Rising prices don’t just hit consumers. In fact, they impact producers first. As the cost of materials, labor and equipment goes up, companies feel the pinch. Eventually, they pass those costs on to their customers.
But raising prices is bad for business, so sometimes, companies find other ways to cut costs. They shrink packages or simply put less stuff in the same size box. While the price stays the same, you get less product.
Shrinkflation doesn’t show up in the CPI and consumers often don’t even notice, but the effect is the same as rising prices. You ultimately end up with less stuff. It is ninja inflation.

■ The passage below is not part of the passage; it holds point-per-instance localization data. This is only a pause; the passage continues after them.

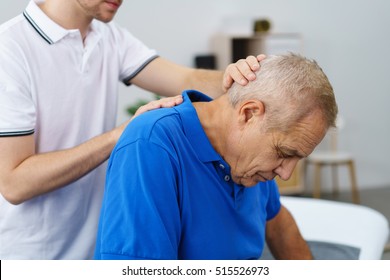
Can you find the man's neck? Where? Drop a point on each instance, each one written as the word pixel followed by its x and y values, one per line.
pixel 67 15
pixel 215 117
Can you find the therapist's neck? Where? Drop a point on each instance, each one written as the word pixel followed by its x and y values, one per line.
pixel 67 15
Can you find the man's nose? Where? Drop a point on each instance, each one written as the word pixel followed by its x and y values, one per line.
pixel 285 170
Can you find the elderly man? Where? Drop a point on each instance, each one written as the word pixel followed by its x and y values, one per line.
pixel 196 181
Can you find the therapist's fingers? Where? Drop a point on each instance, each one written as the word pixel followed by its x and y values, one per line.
pixel 161 103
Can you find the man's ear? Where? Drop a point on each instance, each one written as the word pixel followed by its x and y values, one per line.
pixel 251 110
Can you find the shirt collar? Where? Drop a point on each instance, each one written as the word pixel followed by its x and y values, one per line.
pixel 50 31
pixel 193 128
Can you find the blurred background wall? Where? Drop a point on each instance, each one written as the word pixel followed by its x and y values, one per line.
pixel 350 39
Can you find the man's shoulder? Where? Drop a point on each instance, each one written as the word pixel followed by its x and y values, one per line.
pixel 156 123
pixel 9 27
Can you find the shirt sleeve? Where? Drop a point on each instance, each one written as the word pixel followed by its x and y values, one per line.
pixel 140 217
pixel 134 54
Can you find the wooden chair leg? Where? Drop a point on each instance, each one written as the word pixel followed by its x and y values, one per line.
pixel 317 182
pixel 335 180
pixel 355 191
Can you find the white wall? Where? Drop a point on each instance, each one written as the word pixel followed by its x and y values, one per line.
pixel 349 38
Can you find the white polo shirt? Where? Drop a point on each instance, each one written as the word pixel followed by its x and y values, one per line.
pixel 64 92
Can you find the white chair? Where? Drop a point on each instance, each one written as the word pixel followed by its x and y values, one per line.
pixel 333 158
pixel 338 224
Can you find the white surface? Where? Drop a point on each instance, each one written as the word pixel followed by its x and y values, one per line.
pixel 341 223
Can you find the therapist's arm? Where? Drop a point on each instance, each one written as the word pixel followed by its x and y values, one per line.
pixel 284 239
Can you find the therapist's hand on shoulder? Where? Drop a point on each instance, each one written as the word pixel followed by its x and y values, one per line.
pixel 242 71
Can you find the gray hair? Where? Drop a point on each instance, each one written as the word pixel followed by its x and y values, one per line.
pixel 291 87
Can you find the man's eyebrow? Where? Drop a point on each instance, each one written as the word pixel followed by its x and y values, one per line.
pixel 291 152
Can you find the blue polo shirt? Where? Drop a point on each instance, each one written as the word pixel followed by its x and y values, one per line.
pixel 169 194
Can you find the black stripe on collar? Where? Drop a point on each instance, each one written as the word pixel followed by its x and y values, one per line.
pixel 17 133
pixel 36 27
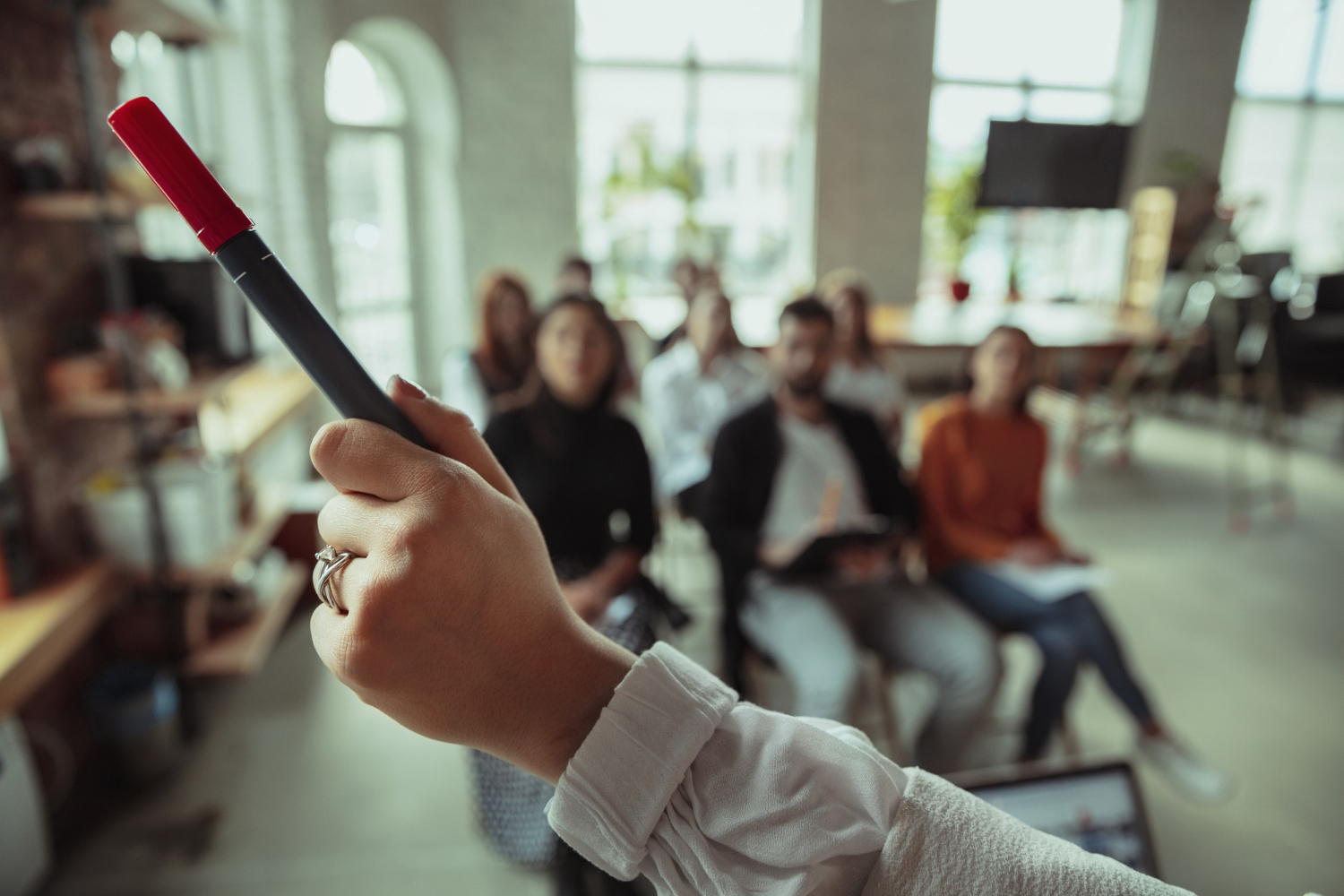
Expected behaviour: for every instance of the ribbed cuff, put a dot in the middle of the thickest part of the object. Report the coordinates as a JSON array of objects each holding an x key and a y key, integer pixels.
[{"x": 618, "y": 783}]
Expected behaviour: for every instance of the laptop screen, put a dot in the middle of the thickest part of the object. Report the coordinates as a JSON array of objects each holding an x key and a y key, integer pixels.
[{"x": 1097, "y": 809}]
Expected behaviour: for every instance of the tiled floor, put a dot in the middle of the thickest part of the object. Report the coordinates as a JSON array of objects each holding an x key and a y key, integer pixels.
[{"x": 300, "y": 788}]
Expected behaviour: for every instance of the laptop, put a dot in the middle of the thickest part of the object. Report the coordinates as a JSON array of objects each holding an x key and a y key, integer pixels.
[{"x": 1096, "y": 806}]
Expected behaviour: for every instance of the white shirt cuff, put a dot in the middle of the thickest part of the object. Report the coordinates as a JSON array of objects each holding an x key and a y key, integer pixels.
[{"x": 618, "y": 783}]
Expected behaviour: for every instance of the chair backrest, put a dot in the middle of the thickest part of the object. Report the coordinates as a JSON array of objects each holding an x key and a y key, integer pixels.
[{"x": 1330, "y": 295}]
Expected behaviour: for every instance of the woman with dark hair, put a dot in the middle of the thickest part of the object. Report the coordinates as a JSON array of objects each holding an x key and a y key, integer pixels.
[
  {"x": 496, "y": 374},
  {"x": 583, "y": 473},
  {"x": 980, "y": 478},
  {"x": 859, "y": 376}
]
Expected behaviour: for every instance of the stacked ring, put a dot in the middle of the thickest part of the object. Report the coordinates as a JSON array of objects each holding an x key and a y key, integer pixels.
[{"x": 331, "y": 560}]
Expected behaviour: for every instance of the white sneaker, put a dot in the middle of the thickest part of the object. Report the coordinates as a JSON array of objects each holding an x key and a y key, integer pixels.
[{"x": 1193, "y": 775}]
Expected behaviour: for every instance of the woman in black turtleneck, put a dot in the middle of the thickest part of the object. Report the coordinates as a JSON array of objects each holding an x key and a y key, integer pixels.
[{"x": 585, "y": 474}]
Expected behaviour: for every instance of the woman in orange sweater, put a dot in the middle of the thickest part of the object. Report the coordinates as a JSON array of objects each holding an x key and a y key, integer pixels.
[{"x": 980, "y": 481}]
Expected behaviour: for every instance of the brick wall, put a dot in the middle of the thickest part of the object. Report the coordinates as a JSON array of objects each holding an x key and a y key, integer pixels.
[{"x": 50, "y": 281}]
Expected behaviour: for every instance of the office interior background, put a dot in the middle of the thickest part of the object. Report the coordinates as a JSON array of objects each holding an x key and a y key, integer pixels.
[{"x": 394, "y": 152}]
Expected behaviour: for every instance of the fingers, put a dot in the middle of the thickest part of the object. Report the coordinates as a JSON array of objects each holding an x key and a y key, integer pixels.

“Downsizing is really a sneaky price increase,” former Massachusetts assistant attorney general Greg Dworsky told NPR during an interview. “Consumers tend to be price-conscious. But they’re not net-weight conscious. They can tell instantly if they’re used to paying $2.99 for a carton of orange juice and that goes up to $3.19. But if the orange juice container goes from 64 ounces to 59 ounces, they’re probably not going to notice.”
MousePrint.org chronicles shrinkflation. Here are some recent examples.

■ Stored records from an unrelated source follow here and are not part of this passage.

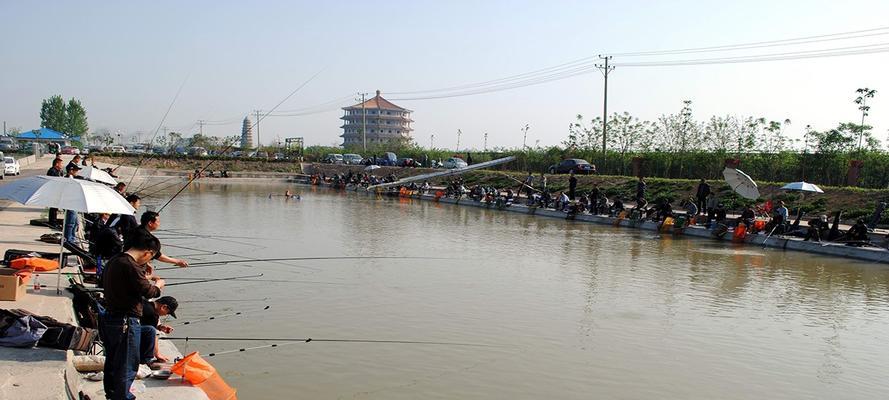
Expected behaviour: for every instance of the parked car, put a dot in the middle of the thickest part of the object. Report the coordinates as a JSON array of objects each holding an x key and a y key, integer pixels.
[
  {"x": 352, "y": 159},
  {"x": 572, "y": 164},
  {"x": 197, "y": 151},
  {"x": 12, "y": 166},
  {"x": 407, "y": 162},
  {"x": 388, "y": 159},
  {"x": 454, "y": 162},
  {"x": 333, "y": 159},
  {"x": 70, "y": 150},
  {"x": 8, "y": 144}
]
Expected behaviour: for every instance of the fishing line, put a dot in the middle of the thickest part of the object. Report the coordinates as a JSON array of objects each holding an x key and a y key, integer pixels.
[
  {"x": 326, "y": 340},
  {"x": 226, "y": 262},
  {"x": 195, "y": 176},
  {"x": 215, "y": 317},
  {"x": 151, "y": 142},
  {"x": 212, "y": 280}
]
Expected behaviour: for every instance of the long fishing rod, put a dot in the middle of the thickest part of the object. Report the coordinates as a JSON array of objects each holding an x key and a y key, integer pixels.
[
  {"x": 151, "y": 142},
  {"x": 212, "y": 280},
  {"x": 195, "y": 176},
  {"x": 213, "y": 318},
  {"x": 327, "y": 340},
  {"x": 226, "y": 262}
]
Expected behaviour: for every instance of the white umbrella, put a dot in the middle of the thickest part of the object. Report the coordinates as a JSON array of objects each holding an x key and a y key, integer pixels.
[
  {"x": 741, "y": 183},
  {"x": 802, "y": 187},
  {"x": 96, "y": 174},
  {"x": 77, "y": 195}
]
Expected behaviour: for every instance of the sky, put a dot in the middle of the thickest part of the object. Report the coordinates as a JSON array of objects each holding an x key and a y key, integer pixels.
[{"x": 126, "y": 61}]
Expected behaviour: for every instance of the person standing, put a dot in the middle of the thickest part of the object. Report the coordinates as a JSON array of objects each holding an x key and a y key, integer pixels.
[
  {"x": 55, "y": 170},
  {"x": 703, "y": 192},
  {"x": 572, "y": 185},
  {"x": 126, "y": 284}
]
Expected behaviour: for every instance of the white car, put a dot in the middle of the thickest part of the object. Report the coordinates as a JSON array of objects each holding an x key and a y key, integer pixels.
[
  {"x": 454, "y": 162},
  {"x": 12, "y": 166}
]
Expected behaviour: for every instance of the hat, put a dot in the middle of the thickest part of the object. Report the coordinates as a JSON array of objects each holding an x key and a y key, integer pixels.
[{"x": 170, "y": 302}]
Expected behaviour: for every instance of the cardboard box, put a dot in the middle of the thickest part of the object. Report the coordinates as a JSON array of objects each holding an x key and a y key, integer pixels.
[{"x": 11, "y": 286}]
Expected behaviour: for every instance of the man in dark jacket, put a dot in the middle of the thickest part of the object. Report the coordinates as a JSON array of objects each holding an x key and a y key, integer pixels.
[
  {"x": 703, "y": 192},
  {"x": 126, "y": 284},
  {"x": 55, "y": 170}
]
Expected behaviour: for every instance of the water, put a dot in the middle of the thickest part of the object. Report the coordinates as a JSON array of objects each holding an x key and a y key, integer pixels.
[{"x": 572, "y": 310}]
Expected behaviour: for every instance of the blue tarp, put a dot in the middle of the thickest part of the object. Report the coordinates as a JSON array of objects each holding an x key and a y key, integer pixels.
[{"x": 45, "y": 134}]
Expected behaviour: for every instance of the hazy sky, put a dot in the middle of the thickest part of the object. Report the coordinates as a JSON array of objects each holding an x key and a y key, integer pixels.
[{"x": 125, "y": 61}]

We also see shrinkflation in services. Remember full-service gas stations? Now, we pump our own gas, bag our own groceries and manage our own investment portfolios.
Misplaced Blame
Consumers often don’t notice shrinkflation, but when they do, they get angry, and they usually direct their anger at the “greedy” corporations who are charging them the same amount of money for less product. But there is another culprit who generally slinks around unnoticed.
The Federal Reserve.
Price inflation is a symptom of monetary inflation. As the central bank creates money out of thin air and injects it into the economy, prices generally rise. Economist Murray Rothbard noted that since governments have deemed “paper tickets” and computer digits money, “then the government, as dominant money-supplier, becomes free to create money costlessly and at will. As a result, this ‘inflation’ of the money supply destroys the value of the dollar or pound, drives up prices, cripples economic calculation, and hobbles and seriously damages the workings of the market economy.”
Companies are merely responding to their own cost problem when they shrink package sizes. If they didn’t, they would have to raise the price. And that would make you mad too!
When it’s all said and done, you end up paying more and getting less.